Algebraic geometry is the study of solution sets of polynomial equations and the structures they carry. At its heart it links algebraic expressions to geometric objects: points, curves, surfaces and higher-dimensional analogues defined by systems of polynomial relations. As a field it blends techniques from abstract algebra, topology and analysis to investigate qualitative and quantitative properties of these solution sets.
Main concepts and objects
Central objects include:
- Algebraic varieties: spaces cut out by polynomials over fields, generalizing curves and surfaces.
- Schemes: a more flexible framework that encodes geometric information together with arithmetic data, extending varieties to include singular or 'arithmetic' points.
- Morphisms and maps between geometric objects, sheaves and cohomology theories that measure global structure and obstructions.

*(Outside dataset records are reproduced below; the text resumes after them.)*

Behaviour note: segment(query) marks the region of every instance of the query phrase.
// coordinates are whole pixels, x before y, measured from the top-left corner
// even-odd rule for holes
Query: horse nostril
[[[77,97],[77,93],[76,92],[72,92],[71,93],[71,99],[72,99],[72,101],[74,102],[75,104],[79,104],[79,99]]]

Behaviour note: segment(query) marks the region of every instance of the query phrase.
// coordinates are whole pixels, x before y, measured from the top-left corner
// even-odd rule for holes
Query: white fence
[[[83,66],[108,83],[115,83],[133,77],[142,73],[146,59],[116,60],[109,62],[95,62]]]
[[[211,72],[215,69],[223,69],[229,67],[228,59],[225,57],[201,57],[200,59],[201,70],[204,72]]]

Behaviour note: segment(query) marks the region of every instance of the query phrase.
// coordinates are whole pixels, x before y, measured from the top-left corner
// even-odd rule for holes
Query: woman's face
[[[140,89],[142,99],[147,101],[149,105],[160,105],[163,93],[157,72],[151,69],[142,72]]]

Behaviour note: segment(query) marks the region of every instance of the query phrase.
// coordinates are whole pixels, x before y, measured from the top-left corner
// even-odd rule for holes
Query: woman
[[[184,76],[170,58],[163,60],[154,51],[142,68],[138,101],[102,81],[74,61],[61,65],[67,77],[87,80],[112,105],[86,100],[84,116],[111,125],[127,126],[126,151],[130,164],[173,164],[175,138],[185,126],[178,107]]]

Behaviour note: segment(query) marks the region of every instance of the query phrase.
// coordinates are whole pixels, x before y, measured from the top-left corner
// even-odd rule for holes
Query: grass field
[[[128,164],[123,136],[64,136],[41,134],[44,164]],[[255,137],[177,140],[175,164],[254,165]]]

These ideas rely heavily on methods from commutative algebra and the study of polynomial rings; the subject can be introduced as a branch of mathematics concerned with polynomial and algebraic relationships represented in geometric form, and with the concrete term polynomial equations.
History and development
The subject grew from classical investigations of plane curves and algebraic equations to a modern, highly abstract discipline during the 19th and 20th centuries. Work by many mathematicians gradually introduced concepts such as varieties, divisors and cohomology. In the mid-20th century the introduction of scheme-theoretic language provided a unifying foundation that allowed geometric methods to be applied in arithmetic contexts and across different base fields.

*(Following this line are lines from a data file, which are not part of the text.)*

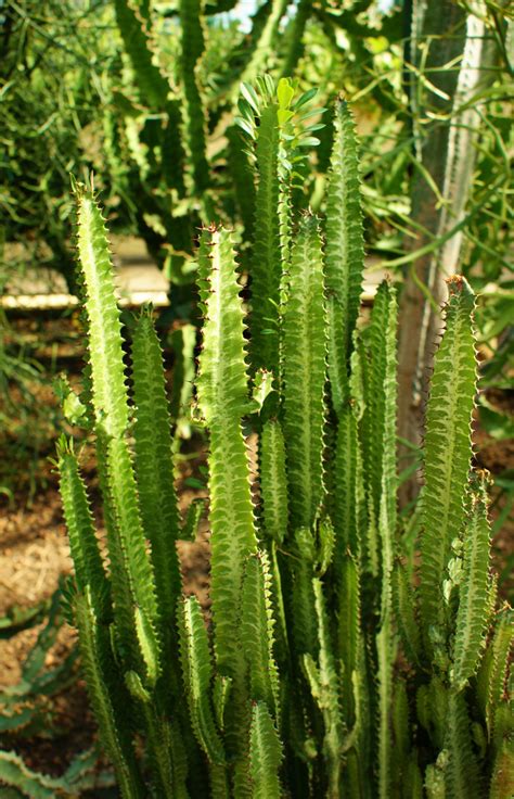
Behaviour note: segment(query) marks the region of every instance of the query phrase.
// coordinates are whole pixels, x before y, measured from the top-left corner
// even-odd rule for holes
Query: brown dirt
[[[75,321],[70,322],[72,328]],[[51,338],[51,337],[50,337]],[[77,356],[74,342],[69,357]],[[68,353],[66,352],[66,355]],[[76,377],[76,376],[75,376]],[[34,420],[25,419],[25,434],[30,435],[30,424],[39,424],[37,406],[51,407],[53,394],[47,384],[34,386],[36,392],[36,411]],[[14,400],[22,402],[16,394]],[[54,408],[54,413],[56,413]],[[38,440],[38,458],[31,462],[30,469],[17,469],[16,480],[11,482],[13,495],[2,497],[3,515],[0,518],[0,616],[3,616],[11,606],[33,606],[35,603],[49,598],[55,591],[59,579],[68,574],[72,568],[66,530],[63,521],[61,502],[57,490],[57,479],[53,467],[48,461],[48,455],[54,452],[54,441],[50,434],[52,424],[48,424],[44,434]],[[35,435],[37,428],[34,427]],[[7,458],[0,467],[0,486],[5,475],[13,477],[13,464],[16,452],[12,456],[12,443],[18,431],[7,434],[2,446],[5,447]],[[498,474],[505,469],[514,468],[514,442],[497,442],[489,439],[483,431],[476,433],[477,460],[480,466]],[[193,498],[202,492],[188,487],[184,483],[193,474],[197,477],[197,467],[205,459],[205,453],[196,442],[189,446],[191,451],[198,449],[192,459],[180,462],[180,480],[178,483],[180,508],[185,512]],[[25,454],[26,457],[26,454]],[[14,458],[14,459],[13,459]],[[22,461],[21,461],[22,462]],[[102,530],[100,497],[94,478],[94,462],[91,454],[86,452],[86,478],[92,490],[93,510],[99,530]],[[17,468],[17,465],[15,464]],[[35,478],[36,475],[36,478]],[[29,502],[27,504],[27,497]],[[1,507],[1,505],[0,505]],[[493,516],[498,516],[500,507],[493,508]],[[507,521],[498,534],[493,546],[493,565],[497,570],[503,568],[510,554],[513,551],[514,520]],[[207,524],[201,524],[200,534],[195,543],[179,543],[179,553],[183,569],[185,593],[195,593],[203,606],[207,609],[208,599],[208,558],[209,545]],[[512,580],[506,581],[502,592],[512,592]],[[512,596],[512,594],[511,594]],[[2,686],[18,682],[22,664],[37,638],[42,624],[20,632],[8,639],[0,639],[0,690]],[[74,631],[65,624],[61,630],[55,645],[47,657],[47,667],[61,662],[75,643]],[[52,725],[60,730],[54,738],[38,735],[29,740],[22,740],[8,736],[0,740],[4,748],[14,748],[27,761],[30,768],[39,769],[50,774],[60,774],[70,762],[73,757],[87,748],[95,737],[94,720],[89,710],[83,682],[77,677],[75,684],[51,700]]]

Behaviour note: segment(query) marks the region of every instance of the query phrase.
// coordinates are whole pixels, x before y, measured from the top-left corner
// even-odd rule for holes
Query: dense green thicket
[[[255,248],[277,274],[269,316],[269,287],[252,264],[243,305],[233,233],[210,225],[200,238],[209,629],[196,598],[181,596],[158,340],[143,313],[132,405],[104,220],[91,191],[76,188],[91,376],[81,402],[97,440],[107,570],[65,439],[59,465],[76,574],[69,612],[102,740],[125,797],[146,785],[169,797],[506,798],[513,629],[489,573],[487,474],[471,464],[475,297],[464,278],[449,280],[425,484],[399,516],[396,291],[384,282],[356,327],[362,216],[344,101],[333,112],[326,217],[291,210],[308,100],[287,80],[275,91],[264,79],[245,86],[241,104],[256,139],[257,198],[271,198],[257,199],[254,220]],[[271,115],[278,134],[261,141]],[[268,344],[254,347],[254,335]]]

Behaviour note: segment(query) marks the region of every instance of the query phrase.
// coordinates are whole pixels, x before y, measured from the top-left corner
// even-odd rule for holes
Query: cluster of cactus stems
[[[317,143],[305,127],[312,93],[296,98],[286,79],[243,87],[239,124],[256,174],[249,274],[230,230],[200,234],[208,620],[182,594],[176,545],[194,524],[177,510],[159,342],[144,310],[129,391],[104,220],[76,187],[89,342],[80,402],[107,557],[64,437],[59,468],[68,601],[101,739],[125,799],[507,799],[513,629],[490,574],[487,477],[472,468],[475,300],[463,278],[449,280],[424,487],[407,518],[396,289],[384,282],[360,318],[358,154],[342,99],[325,218],[292,211],[301,153]],[[414,555],[406,529],[417,531]]]

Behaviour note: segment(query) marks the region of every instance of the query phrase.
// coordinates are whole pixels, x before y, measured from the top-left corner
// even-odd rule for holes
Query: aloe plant
[[[151,314],[134,322],[129,397],[104,223],[92,191],[76,187],[92,383],[81,418],[97,441],[108,565],[63,439],[68,594],[124,797],[460,799],[509,785],[512,624],[494,608],[486,477],[471,469],[474,296],[450,280],[414,575],[397,509],[396,289],[384,283],[357,326],[360,179],[344,100],[326,219],[291,202],[292,160],[316,144],[301,118],[311,96],[296,98],[287,80],[243,87],[256,154],[248,304],[233,233],[210,224],[200,236],[208,626],[180,585],[176,542],[194,524],[178,517]]]

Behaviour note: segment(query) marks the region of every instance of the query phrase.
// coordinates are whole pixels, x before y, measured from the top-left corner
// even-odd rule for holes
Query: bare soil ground
[[[61,322],[62,324],[62,322]],[[80,369],[77,355],[81,342],[73,334],[75,322],[70,321],[68,350],[61,341],[59,358],[66,360],[66,370],[69,364],[74,365],[76,379]],[[50,334],[51,339],[51,334]],[[53,357],[39,352],[39,357]],[[67,362],[69,358],[69,362]],[[53,371],[59,370],[59,364],[53,364]],[[42,417],[38,408],[46,406],[54,408],[55,401],[51,386],[44,382],[34,383],[35,392],[33,410],[27,418],[18,419],[23,427],[23,435],[30,440],[38,440],[35,455],[27,460],[27,452],[16,449],[20,441],[21,428],[7,431],[0,439],[2,459],[0,466],[0,486],[9,483],[11,494],[0,495],[0,617],[4,616],[12,606],[30,607],[36,603],[49,598],[57,587],[60,576],[68,574],[72,569],[66,530],[63,521],[61,502],[59,497],[57,478],[48,457],[52,456],[55,447],[55,418]],[[13,394],[14,402],[22,404],[21,394]],[[504,398],[510,409],[512,398]],[[23,422],[23,424],[22,424]],[[489,469],[492,474],[514,469],[514,442],[497,442],[487,436],[484,431],[476,431],[477,460],[481,467]],[[181,511],[184,513],[193,498],[202,496],[202,491],[192,489],[188,481],[198,477],[197,467],[205,459],[203,444],[198,441],[188,443],[190,457],[179,464],[180,478],[178,491]],[[195,454],[195,451],[196,454]],[[20,461],[17,462],[17,458]],[[25,468],[23,464],[26,461]],[[101,503],[94,473],[92,455],[85,458],[86,478],[91,487],[93,512],[99,530],[102,530]],[[14,474],[14,477],[13,477]],[[500,504],[493,508],[493,516],[501,511]],[[493,542],[493,566],[504,571],[507,558],[513,551],[514,520],[507,520]],[[195,543],[179,544],[184,591],[195,593],[204,607],[208,607],[208,531],[204,520]],[[514,591],[514,578],[505,579],[501,586],[504,597],[511,596]],[[0,639],[0,692],[2,687],[14,685],[20,681],[22,664],[34,646],[43,622],[16,635]],[[75,633],[65,624],[47,656],[46,665],[51,668],[59,662],[75,645]],[[59,730],[57,736],[47,737],[38,735],[34,738],[22,739],[4,735],[0,746],[15,749],[25,759],[30,768],[49,774],[59,775],[69,764],[79,751],[87,748],[95,738],[95,724],[89,710],[89,703],[83,682],[77,673],[76,681],[64,692],[52,698],[51,723]]]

Applications of algebraic geometry are wide-ranging: it underpins parts of number theory (notably Diophantine problems and the arithmetic of elliptic curves), informs areas of mathematical physics, and supports practical tools in coding theory and cryptography. Enumerative problems and moduli spaces arising in geometry and physics illustrate its cross-disciplinary reach.

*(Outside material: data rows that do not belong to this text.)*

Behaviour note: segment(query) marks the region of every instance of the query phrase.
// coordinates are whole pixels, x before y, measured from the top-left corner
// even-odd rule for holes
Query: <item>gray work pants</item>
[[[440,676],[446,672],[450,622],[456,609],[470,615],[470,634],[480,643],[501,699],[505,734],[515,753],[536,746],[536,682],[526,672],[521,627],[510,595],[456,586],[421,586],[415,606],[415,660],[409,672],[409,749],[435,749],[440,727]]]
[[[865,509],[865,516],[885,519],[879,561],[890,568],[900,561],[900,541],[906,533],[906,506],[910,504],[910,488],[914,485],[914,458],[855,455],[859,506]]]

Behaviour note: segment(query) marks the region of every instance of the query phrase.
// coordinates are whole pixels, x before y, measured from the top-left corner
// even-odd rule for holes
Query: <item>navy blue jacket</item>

Computational aspects form an active branch of the field: algorithms for solving polynomial systems, Gröbner bases and computer algebra systems enable explicit calculations that support both theoretical study and applications. Notable distinctions within the subject separate the classical study of varieties from the scheme-theoretic and cohomological methods that dominate modern research. Together these perspectives make algebraic geometry a bridge between algebra and geometry with deep consequences across mathematics.